Verglichen mit anderen Ländern liegt Deutschland bei der Digitalisierung zurück: In einer vom Bundeswirtschaftsministerium in Auftrag gegebenen Studie rangiert die Bundesrepublik bei der digitalen Leistungsfähigkeit weltweit nur auf Platz sechs, mit deutlichem Abstand zum Spitzenreiter USA.

Alle maßgeblichen Innovationen der vergangenen Jahre hatten ihren Ursprung in Amerika - vom iPhone über Facebook  bis hin zum Taxischreck Uber. Selbst das erste Oberklasseauto mit E-Antrieb wurde nicht in Stuttgart, München oder Ingolstadt entwickelt, sondern bei Tesla im Silicon Valley.

"Die Wettbewerbsfähigkeit Deutschlands hängt ganz entscheidend davon ab, wie die heimischen Unternehmen die großen Potenziale nutzen, die Digitalisierung und Automatisierung bieten", sagt Walter Sinn, Deutschland-Chef der Beratung Bain & Company.

Droht eine der größten Industrienationen der Welt wirtschaftlich abgehängt zu werden? "Noch haben wir Deutschen die Chance, ganz vorn mit dabei zu sein", sagt Kanzleramtschef Peter Altmaier (CDU) im mm-Interview. "In vier bis fünf Jahren sind die Anteile verteilt."

Dass der Minister optimistisch ist, was die Zukunft der deutschen Wirtschaft anbelangt, liegt an Unternehmen wie Infineon.

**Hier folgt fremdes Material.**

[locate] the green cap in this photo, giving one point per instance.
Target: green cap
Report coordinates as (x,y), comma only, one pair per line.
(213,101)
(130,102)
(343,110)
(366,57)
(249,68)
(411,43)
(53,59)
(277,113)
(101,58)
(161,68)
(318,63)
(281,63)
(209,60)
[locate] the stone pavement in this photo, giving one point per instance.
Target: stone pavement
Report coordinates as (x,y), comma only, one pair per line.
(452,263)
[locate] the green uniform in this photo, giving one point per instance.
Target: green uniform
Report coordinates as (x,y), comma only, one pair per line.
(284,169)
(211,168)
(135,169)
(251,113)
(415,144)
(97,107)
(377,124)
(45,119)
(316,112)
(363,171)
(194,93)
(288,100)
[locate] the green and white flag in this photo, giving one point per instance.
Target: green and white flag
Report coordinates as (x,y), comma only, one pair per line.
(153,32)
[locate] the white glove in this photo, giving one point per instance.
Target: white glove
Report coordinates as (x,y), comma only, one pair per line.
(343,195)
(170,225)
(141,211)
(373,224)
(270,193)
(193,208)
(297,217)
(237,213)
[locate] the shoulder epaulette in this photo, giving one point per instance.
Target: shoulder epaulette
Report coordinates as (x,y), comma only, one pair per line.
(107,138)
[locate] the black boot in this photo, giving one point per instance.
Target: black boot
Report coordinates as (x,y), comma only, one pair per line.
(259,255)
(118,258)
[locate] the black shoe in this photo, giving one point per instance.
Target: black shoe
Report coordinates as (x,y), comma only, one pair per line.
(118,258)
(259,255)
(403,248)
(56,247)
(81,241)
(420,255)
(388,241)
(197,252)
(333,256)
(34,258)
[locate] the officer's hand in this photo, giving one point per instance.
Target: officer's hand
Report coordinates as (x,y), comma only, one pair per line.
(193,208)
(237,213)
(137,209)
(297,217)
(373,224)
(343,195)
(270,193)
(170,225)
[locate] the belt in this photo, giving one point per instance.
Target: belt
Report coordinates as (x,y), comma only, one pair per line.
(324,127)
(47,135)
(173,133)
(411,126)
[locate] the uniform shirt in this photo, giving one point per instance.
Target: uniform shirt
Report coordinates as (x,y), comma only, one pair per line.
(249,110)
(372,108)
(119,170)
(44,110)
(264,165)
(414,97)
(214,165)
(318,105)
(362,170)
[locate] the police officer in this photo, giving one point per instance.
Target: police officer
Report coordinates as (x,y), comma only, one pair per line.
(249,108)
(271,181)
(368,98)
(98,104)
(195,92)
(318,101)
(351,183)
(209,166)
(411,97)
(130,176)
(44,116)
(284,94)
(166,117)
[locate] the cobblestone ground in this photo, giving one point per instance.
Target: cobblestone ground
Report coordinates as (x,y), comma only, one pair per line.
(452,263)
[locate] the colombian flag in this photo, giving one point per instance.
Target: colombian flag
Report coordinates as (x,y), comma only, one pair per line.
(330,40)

Weitgehend unbemerkt von der Öffentlichkeit hat sich der Chiphersteller zum Vorreiter bei der globalen Vernetzung der Produktion aufgeschwungen und damit innerhalb seiner Branche neue Maßstäbe gesetzt.

Auch SAP  ändert gerade die Spielregeln: Mit der virtuellen Datenbank Hana ermöglicht der Software-Hersteller aus Walldorf Firmen die Auswertung gigantischer Datenmengen in Echtzeit - und verschafft ihnen so Effizienzgewinne und Möglichkeiten für maßgeschneiderte Angebote.

Dass es mitunter nur einer cleveren Idee bedarf, um mit einem digitalen Geschäftsmodell die Machtverhältnisse in einem traditionellen Wirtschaftszweig zu verändern, beweist Flixbus: Innerhalb von nur drei Jahren hat sich das Münchener Start-up zum Quasimonopolisten im deutschen Fernbusmarkt aufgeschwungen. Dafür zeichnen manager magazin und Bain diese drei Unternehmen mit dem "Game Changer Award 2016" aus.

"Jeder kann die Spielregeln komplett verändern"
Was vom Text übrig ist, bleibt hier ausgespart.